We're all doomed - sooner or later. At least the Euros and Canucks will perish with a self-satisfied grin knowing the hated 'muricans went first.

BTW, did anyone notice the scanty news reports of an earthquake in ME? I wasn't aware that earthquakes up there are not incredibly rare events (at least not in geologic terms).
Just as an example, see NH's record.

There is also a fault running somewhere near or under Manhattan which occasionally produces small (3ish) quakes.

The fact of the matter is that natural disasters are inevitable. The earth is no more a steady-state machine than is the universe as a whole. They approximate steady state wrt human attention spans, but they don't even come close by any other observational horizon. Large Chunks of Stuff (LCOS) continue to fly around space. Some are, or become, NOEs. Tectonic plates continue to shift grinding contents and melting vast amounts of rock. Ocean and atmospheric currents come and go. Ice builds and melts.

Heck, the earth even periodically shifts her axis of rotation and goes wobbly.

The Killer Rabbit ain't nuttin' and the Holy Hand Grenade ain't gonna save us. I don't know why we even bother. Might as well lie down now and let the jihadis have us.

flenser said...


The La Palma business is an urban legend. I'll try to track down the debunking of it. Yes, I know many "reputable" places have run with the story.

Knucklehead said...


Please send along the debunking info if you find it.
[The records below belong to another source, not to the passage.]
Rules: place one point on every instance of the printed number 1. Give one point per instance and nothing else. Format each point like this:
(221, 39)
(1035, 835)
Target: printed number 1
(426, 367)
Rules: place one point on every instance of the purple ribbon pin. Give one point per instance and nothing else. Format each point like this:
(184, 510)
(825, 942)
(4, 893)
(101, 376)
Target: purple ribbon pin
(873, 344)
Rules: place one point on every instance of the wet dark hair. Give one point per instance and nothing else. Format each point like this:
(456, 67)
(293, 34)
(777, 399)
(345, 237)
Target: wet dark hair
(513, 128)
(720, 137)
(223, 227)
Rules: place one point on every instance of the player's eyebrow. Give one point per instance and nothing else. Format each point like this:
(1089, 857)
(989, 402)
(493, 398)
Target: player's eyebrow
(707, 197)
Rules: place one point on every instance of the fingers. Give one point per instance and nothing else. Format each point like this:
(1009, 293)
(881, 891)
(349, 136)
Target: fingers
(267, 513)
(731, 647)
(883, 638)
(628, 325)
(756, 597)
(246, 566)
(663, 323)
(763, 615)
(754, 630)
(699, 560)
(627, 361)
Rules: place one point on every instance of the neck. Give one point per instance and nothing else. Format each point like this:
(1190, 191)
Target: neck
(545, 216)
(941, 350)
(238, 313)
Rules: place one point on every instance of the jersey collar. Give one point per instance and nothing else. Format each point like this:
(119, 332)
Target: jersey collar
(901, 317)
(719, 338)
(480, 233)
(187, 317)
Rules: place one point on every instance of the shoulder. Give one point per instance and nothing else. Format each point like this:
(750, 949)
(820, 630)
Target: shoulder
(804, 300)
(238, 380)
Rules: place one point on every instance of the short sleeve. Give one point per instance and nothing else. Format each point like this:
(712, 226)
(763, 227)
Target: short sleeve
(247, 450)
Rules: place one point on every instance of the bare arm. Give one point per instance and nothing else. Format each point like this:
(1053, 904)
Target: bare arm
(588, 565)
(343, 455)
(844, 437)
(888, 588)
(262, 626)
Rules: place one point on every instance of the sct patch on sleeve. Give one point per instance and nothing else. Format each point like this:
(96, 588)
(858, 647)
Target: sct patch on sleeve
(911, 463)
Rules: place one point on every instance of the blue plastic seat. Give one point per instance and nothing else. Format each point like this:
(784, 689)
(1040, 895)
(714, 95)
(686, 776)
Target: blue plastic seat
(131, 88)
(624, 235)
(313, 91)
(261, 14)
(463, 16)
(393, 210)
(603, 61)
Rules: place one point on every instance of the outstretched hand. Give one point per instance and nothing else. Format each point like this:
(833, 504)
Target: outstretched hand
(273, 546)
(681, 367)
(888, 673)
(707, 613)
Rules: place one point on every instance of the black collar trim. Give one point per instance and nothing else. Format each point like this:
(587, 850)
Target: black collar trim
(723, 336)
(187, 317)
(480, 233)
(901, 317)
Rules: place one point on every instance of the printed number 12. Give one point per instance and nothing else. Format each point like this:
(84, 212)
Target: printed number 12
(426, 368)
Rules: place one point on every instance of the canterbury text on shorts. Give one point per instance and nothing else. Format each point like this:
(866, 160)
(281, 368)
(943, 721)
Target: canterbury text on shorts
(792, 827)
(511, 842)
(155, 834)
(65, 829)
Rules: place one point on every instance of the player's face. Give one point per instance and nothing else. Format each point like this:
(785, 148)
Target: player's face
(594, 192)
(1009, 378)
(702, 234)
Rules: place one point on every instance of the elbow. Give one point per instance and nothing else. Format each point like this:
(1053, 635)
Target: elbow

I should tell you, however, that I'll be sorely disappointed.

I love the whole idea of a mega-tsunami!

It strikes me as so radically cool that even when I saw the Discovery (or whatever) show about it and they showed the "experiment" I gladly decided I would ignore the fact that the fish-tank thingie was, well, a narrow water tank with big, high sides on it rather than, you know, a gimongo ocean without big, high sides on it. (Which, perhaps, explains why it could happen in an Alaskan bay).

But go ahead, trash one of my cherished disaster scenarios if you feel you must.

Knucklehead said...

BTW, Flens, are you next going to tell me that the entire Yosemite National Park isn't going to erupt into a some cataclysmic lava ball that will make Krakatoa look like my daughter's 2nd grade baking soda volcano project?

Surely there is an apocalypse somewhere that a man can rely upon.

flenser said...


Here you go.

Cheer up though. There are still plenty of other things to die from.

chuck said...


Don't you mean the Jellystone, er, Yellowstone super volcanoe? And what about the earthquake that raised the North West coastline several meters? Even as we post, measurements show that southern Victoria Island is slowly moving away from the continent.

It's all the best argument for space travel I can think of. And there is only a billion years or so before the sun begins to swell...

flenser said...
This comment has been removed by a blog administrator.
Knucklehead said...


Yosemite, Yellowstone, whatever. Between Yogi Bear and Yosemite Sam we'll get it straightened out. Victoria Island has slipped the leash and there are earthquakes in Maine to join the Gulf hurricanes. Gaia is striking with lefts and rights and working the the beltline. Can a giant, bursting chest wound be far behind?

Knucklehead said...

I don't think it's wise to talk about apocalyptic stuff and leave the comment counter on 13.